Whilst the anniversary of the end of the military offensive in Sri Lanka fast approaches, we are reminded it is also the anniversary of an another “significant nail” in the coffin of a vibrant Tamil culture.

Roma Tearne, a native Sri Lankan writes in The Independent to remind us. “There is another anniversary that occurs this May. Unnoticed by the West, it marks a tragedy from almost 30 years ago: an event of such significance that even today, educated Sri Lankan Tamils cannot speak of it without a tremor. I am not talking about the violence perpetrated by government and terrorists alike. Nor am I talking about those genocidal crimes against tens of thousands of Tamils, the human rights abuses, or even the continued hounding of the press.
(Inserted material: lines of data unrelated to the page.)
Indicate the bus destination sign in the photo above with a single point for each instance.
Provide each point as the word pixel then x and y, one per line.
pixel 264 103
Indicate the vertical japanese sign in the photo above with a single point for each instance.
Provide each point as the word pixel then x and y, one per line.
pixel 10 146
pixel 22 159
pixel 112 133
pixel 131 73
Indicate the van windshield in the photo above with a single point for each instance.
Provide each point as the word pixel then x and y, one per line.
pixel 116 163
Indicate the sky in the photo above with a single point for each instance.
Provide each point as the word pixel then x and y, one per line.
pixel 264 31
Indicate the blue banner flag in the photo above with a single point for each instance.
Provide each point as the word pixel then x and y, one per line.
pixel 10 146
I am talking of something simpler, older, more symbolic: the burning of the public library in Jaffna over a period of three days and nights in 1981.”

Sri Lanka is the latest to use “biblioclasm” which is defined as “the deliberate destruction of books, a cultural offence of the first magnitude”. The greatest library of the ancient world, at Alexandria, put together over a period of 900 years, was destroyed in 48BC. In 213BC the Chinese Emperor Shih Huang-ti ordered a similar book-burning session. This evil was repeated in Mao’s Cultural Revolution in the 20th century. In 1914, the Germans destroyed the University of Louvain library. Then in 1943, the ancient archives of Angevin in Naples were burnt by the Nazis.

Roma urges the Sri Lankan born writers to get off the fence and speak out. “Like rare orchids they are visible, but silent. Theirs are not the voices one hears first proclaiming the injustices of the last 50 years. For when the official line of the Sri Lankan government is zero tolerance of any criticism, how can writers, in their struggle against forgetting, speak out?” Such is the pernicious impact of supremacist culture, making victims of writers too.

“So how can Sri Lankan writers deal with what has gone on in their country for half a century? How can we be released from the ties of silence by which we are bound?”

The Southbank Centre in London, recently hosted the European premiere performance of a “Cantata for Voice, Tape and Testimony” based on the South African Truth and Reconciliation commission. One striking message echoed in many of the testimonies, along with the deep personal tragedies was …”I am sick that my story has not been heard”.

Perhaps like Dr Helen Lewis (an Auschwitz survivor ) who blossomed as a writer and wrote “A Time to Speak” , Sri Lankan writers may be able to help enable the stories of the people to be heard and the healing that comes from it.

Roma is one writer who is looking at ways to be creative in her activism to challenge this. Where are all the others?